Margaret was outside in the night, standing behind the Methodist Church Hall. Her ears, numbed after hours of music, were rushing with the sudden quiet, as if she had just dipped her head inside a sea-shell, or a big tin box. Margaret’s father was sitting on two empty beer crates, breathing in and out enormously, his legs extended flat ahead of him and both his hands folded, hotly, round one of her wrists.

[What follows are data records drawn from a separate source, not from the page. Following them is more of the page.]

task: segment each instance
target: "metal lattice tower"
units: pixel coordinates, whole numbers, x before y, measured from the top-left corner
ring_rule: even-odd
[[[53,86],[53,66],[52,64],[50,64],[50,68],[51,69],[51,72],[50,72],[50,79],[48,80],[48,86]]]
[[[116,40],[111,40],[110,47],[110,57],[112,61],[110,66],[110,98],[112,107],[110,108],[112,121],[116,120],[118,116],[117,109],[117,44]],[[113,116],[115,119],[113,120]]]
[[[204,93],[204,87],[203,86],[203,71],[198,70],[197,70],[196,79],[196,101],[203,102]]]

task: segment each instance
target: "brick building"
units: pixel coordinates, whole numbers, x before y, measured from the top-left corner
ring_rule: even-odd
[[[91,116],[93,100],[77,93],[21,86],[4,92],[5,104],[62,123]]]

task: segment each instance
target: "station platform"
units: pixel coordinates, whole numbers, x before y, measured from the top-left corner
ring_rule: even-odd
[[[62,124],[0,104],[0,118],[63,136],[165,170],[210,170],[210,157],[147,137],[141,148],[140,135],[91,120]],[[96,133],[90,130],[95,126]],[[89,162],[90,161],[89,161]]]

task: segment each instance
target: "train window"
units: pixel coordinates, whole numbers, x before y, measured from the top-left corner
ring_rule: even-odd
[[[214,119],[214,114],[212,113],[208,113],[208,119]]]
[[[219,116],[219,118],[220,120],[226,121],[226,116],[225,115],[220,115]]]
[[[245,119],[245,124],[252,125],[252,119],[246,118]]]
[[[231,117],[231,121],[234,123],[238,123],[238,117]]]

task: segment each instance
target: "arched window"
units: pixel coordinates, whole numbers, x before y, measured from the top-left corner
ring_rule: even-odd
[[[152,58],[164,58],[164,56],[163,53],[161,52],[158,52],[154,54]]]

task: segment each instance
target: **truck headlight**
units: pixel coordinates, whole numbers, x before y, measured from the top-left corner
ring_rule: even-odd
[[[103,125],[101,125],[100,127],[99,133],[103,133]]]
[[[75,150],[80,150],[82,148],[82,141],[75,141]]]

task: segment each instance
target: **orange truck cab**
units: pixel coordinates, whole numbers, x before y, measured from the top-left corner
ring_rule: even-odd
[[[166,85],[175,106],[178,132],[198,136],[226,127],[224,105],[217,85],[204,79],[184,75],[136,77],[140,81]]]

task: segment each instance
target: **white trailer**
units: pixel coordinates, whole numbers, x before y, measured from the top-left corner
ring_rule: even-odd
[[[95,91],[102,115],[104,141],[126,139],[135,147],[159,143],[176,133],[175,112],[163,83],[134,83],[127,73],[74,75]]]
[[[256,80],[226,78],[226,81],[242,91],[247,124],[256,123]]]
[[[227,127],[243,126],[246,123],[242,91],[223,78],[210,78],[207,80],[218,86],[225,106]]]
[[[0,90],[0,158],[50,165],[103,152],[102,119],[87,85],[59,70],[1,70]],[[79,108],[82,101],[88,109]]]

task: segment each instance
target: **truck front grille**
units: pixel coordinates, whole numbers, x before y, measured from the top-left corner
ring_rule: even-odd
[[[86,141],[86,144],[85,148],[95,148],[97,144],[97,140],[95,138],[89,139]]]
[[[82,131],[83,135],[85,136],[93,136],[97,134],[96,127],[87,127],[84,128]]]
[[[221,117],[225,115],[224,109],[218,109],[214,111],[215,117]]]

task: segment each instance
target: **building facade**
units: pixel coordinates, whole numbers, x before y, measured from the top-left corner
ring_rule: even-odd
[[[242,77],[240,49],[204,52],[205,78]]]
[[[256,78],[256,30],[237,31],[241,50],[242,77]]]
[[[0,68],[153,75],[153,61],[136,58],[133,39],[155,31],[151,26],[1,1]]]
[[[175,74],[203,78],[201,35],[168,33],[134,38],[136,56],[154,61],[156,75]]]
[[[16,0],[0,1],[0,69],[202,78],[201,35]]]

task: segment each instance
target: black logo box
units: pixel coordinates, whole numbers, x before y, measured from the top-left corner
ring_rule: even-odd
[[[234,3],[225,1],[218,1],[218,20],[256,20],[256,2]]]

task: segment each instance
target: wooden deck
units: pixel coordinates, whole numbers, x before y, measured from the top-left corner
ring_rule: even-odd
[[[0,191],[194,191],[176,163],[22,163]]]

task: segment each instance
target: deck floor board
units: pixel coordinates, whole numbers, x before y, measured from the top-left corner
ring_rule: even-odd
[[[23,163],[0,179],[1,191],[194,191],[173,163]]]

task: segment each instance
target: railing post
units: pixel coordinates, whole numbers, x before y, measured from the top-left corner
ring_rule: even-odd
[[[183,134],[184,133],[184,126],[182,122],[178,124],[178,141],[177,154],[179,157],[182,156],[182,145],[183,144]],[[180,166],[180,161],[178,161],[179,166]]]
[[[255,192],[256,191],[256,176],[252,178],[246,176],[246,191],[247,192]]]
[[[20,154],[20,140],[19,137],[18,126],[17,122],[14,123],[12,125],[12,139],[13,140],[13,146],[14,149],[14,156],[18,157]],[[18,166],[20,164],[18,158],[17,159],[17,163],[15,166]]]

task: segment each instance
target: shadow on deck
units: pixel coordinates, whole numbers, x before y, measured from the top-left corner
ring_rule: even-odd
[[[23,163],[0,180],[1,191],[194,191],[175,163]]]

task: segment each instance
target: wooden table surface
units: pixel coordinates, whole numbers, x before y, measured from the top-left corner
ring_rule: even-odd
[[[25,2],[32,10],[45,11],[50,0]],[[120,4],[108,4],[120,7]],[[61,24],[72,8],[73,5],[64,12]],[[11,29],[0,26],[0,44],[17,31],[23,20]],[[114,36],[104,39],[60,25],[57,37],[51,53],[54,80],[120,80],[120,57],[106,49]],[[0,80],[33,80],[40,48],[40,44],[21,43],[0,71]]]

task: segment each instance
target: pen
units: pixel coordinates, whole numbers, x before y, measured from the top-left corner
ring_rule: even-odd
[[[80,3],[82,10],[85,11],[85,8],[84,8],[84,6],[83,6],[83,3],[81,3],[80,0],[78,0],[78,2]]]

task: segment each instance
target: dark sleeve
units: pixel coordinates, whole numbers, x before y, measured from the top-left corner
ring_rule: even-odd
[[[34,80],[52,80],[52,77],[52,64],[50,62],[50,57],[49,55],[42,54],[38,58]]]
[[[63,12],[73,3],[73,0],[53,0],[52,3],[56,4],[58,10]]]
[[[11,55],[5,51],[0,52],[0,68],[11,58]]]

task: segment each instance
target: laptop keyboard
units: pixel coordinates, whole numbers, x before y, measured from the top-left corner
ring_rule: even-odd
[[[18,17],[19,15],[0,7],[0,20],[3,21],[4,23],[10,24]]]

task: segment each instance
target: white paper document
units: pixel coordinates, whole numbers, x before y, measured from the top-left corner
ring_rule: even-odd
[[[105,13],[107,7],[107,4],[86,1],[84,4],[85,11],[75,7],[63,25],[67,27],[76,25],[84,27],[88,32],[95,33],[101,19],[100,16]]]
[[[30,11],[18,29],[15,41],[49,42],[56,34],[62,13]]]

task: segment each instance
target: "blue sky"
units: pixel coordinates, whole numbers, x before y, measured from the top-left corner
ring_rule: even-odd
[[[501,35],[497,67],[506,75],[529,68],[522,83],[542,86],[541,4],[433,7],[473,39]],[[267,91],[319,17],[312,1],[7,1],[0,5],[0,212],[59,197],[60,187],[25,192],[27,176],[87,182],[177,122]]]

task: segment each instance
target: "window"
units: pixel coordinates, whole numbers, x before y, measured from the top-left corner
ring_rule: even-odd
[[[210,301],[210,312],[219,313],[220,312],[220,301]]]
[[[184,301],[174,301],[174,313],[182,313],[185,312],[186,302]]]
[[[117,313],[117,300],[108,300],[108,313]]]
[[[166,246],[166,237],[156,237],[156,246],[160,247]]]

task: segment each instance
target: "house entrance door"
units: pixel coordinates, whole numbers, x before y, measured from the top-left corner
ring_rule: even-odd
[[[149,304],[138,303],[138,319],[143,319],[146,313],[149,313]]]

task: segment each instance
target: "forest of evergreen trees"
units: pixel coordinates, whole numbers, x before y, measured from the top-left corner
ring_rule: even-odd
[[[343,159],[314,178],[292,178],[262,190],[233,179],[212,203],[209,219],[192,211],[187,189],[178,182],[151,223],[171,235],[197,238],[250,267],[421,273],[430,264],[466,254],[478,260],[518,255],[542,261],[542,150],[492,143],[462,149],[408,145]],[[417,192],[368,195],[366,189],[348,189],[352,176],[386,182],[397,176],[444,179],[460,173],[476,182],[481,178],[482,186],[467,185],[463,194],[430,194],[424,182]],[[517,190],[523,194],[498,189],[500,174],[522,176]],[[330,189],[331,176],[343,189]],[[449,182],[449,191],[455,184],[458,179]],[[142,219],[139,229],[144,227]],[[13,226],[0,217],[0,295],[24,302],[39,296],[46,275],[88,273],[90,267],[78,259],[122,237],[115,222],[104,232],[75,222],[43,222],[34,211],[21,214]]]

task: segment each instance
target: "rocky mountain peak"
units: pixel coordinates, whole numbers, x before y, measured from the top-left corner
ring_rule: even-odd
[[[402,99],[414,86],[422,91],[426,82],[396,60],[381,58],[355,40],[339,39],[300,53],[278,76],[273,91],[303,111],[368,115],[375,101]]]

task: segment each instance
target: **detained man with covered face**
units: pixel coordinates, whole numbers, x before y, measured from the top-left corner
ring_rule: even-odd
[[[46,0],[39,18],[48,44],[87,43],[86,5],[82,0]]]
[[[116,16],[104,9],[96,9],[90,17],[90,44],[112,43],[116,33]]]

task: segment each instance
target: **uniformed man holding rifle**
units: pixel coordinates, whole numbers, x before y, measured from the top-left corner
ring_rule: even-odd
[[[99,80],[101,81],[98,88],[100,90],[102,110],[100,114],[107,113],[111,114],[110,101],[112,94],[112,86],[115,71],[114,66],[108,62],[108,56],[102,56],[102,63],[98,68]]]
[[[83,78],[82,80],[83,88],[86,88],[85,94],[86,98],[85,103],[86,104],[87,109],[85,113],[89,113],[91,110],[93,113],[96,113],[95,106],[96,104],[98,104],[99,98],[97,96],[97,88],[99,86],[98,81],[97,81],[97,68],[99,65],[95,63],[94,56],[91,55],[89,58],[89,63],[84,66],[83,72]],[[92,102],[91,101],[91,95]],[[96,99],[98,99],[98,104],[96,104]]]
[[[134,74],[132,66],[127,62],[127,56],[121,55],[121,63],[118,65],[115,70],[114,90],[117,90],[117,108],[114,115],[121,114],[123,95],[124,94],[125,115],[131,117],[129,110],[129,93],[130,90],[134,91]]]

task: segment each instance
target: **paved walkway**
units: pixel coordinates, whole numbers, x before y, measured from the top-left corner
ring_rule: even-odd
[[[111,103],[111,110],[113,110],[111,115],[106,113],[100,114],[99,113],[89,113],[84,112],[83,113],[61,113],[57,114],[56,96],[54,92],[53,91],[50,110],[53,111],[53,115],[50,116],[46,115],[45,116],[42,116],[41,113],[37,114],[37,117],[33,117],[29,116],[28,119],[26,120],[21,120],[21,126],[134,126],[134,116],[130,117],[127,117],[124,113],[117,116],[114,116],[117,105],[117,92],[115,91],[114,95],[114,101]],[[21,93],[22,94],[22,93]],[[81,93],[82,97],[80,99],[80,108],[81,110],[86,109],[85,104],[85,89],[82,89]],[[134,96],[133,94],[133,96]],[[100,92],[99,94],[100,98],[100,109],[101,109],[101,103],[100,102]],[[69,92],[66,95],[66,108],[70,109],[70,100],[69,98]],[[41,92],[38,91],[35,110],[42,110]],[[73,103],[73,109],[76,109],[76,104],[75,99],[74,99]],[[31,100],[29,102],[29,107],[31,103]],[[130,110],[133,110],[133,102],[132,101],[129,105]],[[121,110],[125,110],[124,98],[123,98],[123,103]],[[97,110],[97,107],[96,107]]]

Mary Margaret Hamilton was educated in Scotland. She was born there too. These may not have been the best possible options, but they were the only ones on offer at the time. Although her father did his best, her knowledge of life is perhaps a little incomplete. Margaret knows the best way to look at the moon, how to wake on time and how to breathe fire. Now she must learn how to live. A. L. Kennedy's absorbing, moving and gently political first novel dissects the intricate difficulties of human relationships, from Margaret's passionate attachment to her father and her more problematic involvement with Colin, her lover, to the wider social relations between pupil and teacher, employer and employee, individual and state.
What I thought:
I had really wanted to read this book, so was pleased when I finally acquired a copy. However, it didn’t live up to my hopes. It was well written and was very readable, but it felt a bit too much like a “kitchen sink” drama and never really rose above the mundanity of life. To a degree, perhaps that was part of what the book was about, but for me it just didn’t fulfil its potential and I never truly empathised with the characters. A decent enough read, but never really seemed to achieve that extra element that would have made the novel truly engaging.